I was recently entertained by looking at some of the VERY FIRST attempts I made at patterning felt (making distinct color areas) back in the early 2000’s while a resident artist at the Appalachian Center for Craft in TN. Here, I had laid fibers of different colors next to one another to create a felt that was the same front side and back. Indeed, the same irregularity of edges, holes and weak spots between colors on both sides because I was trying to keep the colors distinct rather than make a consistent and strong piece of felt!
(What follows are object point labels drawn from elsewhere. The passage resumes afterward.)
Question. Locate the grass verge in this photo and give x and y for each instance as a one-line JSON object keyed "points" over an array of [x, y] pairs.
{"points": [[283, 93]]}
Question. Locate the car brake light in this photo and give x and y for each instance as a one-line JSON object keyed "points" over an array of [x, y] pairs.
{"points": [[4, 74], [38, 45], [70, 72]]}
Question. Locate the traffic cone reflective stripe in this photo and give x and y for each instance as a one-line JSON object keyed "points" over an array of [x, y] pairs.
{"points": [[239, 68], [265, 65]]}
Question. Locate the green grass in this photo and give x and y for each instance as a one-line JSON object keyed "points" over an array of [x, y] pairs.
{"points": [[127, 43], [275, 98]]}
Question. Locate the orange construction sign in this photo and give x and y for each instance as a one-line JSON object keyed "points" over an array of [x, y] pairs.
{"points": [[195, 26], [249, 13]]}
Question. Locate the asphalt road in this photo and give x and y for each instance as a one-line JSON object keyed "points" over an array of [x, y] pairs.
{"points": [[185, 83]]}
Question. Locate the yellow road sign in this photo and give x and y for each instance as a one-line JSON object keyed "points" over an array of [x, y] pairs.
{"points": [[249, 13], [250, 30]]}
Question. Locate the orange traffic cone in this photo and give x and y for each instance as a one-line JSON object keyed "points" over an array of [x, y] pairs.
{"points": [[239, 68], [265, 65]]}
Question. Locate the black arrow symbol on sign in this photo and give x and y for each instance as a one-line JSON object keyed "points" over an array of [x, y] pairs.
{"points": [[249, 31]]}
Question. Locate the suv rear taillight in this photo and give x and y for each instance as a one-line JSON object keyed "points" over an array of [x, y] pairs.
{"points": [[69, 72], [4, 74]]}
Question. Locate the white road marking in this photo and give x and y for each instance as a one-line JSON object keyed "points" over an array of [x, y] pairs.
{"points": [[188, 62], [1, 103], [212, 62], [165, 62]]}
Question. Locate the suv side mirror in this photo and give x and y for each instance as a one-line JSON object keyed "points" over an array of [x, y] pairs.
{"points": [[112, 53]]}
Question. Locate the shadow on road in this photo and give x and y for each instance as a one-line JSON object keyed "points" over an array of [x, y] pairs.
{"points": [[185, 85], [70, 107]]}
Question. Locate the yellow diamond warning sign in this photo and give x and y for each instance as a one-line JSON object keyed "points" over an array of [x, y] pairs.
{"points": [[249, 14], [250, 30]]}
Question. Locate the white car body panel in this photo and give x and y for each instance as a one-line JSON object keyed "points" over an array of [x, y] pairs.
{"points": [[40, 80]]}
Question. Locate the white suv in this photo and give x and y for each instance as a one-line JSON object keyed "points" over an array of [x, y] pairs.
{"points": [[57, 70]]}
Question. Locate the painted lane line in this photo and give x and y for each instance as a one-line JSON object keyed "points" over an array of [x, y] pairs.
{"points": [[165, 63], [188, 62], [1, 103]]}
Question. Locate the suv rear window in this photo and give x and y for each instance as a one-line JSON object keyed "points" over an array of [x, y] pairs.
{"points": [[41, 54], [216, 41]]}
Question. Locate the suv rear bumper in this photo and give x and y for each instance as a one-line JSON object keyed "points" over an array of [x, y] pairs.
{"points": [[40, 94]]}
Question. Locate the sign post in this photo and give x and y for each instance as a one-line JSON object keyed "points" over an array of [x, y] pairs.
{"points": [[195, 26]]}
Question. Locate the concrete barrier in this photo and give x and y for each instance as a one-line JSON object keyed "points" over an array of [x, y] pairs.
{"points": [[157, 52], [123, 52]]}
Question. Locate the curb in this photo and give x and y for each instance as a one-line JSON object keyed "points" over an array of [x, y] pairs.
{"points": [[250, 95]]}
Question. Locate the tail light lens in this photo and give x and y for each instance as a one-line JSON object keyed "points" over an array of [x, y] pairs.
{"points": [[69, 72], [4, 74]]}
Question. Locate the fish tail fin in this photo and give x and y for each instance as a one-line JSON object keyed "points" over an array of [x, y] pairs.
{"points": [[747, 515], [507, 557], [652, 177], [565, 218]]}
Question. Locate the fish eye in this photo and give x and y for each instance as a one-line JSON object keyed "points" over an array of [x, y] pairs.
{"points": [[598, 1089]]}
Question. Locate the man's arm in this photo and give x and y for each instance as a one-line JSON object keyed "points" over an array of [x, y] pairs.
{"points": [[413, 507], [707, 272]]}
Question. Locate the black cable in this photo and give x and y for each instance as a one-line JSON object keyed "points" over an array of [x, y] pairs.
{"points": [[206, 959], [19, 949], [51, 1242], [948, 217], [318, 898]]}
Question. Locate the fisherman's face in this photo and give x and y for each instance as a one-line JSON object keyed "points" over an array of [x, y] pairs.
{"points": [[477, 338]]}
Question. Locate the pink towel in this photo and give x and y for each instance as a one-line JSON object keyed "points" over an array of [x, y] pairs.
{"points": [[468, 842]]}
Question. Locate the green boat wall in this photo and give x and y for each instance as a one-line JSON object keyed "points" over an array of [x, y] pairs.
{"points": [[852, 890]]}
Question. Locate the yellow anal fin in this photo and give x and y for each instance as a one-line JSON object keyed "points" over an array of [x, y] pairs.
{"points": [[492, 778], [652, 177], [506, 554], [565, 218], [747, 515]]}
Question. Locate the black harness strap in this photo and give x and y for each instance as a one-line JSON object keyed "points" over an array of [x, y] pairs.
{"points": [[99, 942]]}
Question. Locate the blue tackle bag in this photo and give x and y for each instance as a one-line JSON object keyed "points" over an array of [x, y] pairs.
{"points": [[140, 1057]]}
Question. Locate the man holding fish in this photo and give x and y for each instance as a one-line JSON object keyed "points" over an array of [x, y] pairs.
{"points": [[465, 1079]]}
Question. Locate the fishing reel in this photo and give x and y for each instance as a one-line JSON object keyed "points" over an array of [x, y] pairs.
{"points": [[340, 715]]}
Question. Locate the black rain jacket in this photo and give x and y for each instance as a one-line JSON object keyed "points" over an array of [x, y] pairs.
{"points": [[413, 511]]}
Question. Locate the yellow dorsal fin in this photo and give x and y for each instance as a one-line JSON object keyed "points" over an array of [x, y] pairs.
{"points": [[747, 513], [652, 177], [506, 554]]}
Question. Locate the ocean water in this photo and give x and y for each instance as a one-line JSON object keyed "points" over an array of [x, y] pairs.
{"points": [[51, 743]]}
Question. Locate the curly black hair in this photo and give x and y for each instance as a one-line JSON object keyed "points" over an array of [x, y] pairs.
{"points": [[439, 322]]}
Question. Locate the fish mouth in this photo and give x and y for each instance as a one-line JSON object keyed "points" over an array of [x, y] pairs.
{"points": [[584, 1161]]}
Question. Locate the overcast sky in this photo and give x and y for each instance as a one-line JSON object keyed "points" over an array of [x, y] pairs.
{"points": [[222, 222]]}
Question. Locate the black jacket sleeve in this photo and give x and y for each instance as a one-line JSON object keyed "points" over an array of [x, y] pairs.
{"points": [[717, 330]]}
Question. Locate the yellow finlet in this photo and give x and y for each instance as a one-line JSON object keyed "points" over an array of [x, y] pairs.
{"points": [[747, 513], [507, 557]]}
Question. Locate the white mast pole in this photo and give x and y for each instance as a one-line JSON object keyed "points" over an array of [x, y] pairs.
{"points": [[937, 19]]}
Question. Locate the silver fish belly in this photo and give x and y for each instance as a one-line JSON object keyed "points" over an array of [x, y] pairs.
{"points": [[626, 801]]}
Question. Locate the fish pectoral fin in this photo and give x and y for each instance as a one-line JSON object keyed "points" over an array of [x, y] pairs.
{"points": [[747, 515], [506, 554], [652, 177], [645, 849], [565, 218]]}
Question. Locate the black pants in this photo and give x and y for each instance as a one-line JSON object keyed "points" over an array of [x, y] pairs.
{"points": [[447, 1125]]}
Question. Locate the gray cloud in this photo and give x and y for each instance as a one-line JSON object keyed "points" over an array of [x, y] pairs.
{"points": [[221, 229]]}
Ha!
Then, I paid attention to the cover of “The Art of the Felt Maker,” a book I had been given by Janet Taylor who I was honoured to have assisted in a weaving concentration at Penland School of Crafts in 2002. Compiled by Mary Burkett and published by Abbot Hall Art Gallery in relation to an exhibition of the same name that travelled throughout the UK in 1979, the cover is a detail of a wall hanging from the Pazyrk Burial Mounds in the Altai Mountains that was unearthed among items dated from the 7th-2nd Century B.C.
The only means I could think of to achieve such fine shapes/imagery over 2000 years ago would have been to partially felt fine sheets, cut and organize the shapes into images and then felt them into/onto a background of fiber. As natural dyes, of course, were only available at that time, I eventually experimented with felting sheets first and then dyeing them as a piece vs as fiber. An example of this work is my Key Handbag from 2004 pictured at the end of this post. The concept of Partial Felt was and would continue to be key to my felting practice.
However, I first began felting sheets of commercially dyed wool and cutting them up to make shapes of various sizes based on a less than accurate means of knowing how integrated a piece of felt was. These ideas might seem familiar…use 7 layers of wool or roll 20 times or for 20 minutes and then cut. One person’s 7 layers will be thicker or thinner than another’s and one person’s roll will be stronger or more vigorous than another’s depending on whether they had a hardy breakfast or have arthritic hands, etc. My FIRST PARTIAL FELT shapes, likes this spider inspired design, would fall apart-disintegrating at the edges depending on the size I cut them and that wasn’t the only reason…
I’d argue that the human is the biggest variable in the felting process as the agitator and dictator of felting conditions! Ha! I found that tracking my felt by weight per specific area and at what point in the spectrum of shrinkage possible for that weight that I cut my shapes is the most reliable control to create desired outcomes, like edge definition. Felt is a relation of mass and space and with more space remaining in the felt the fiber lengths are not yet highly intertwined, so when cut into small sections, they simply aren’t bound to the mass and blur the cut edge.
I also found with having this increased level of control so much more was possible with the application of Partial Felt than I had imagined when first inspired by the historic felt pictured on that cover. Above are examples from my work of the shaping, patterning and forming that will be covered in Course 2 in my Online & Onpoint Felt Jewelry Series. Disclaimer: Free-motion machine stitching won’t be covered in this course, but rather will be part of Course 3 with a focus on TEXTURE!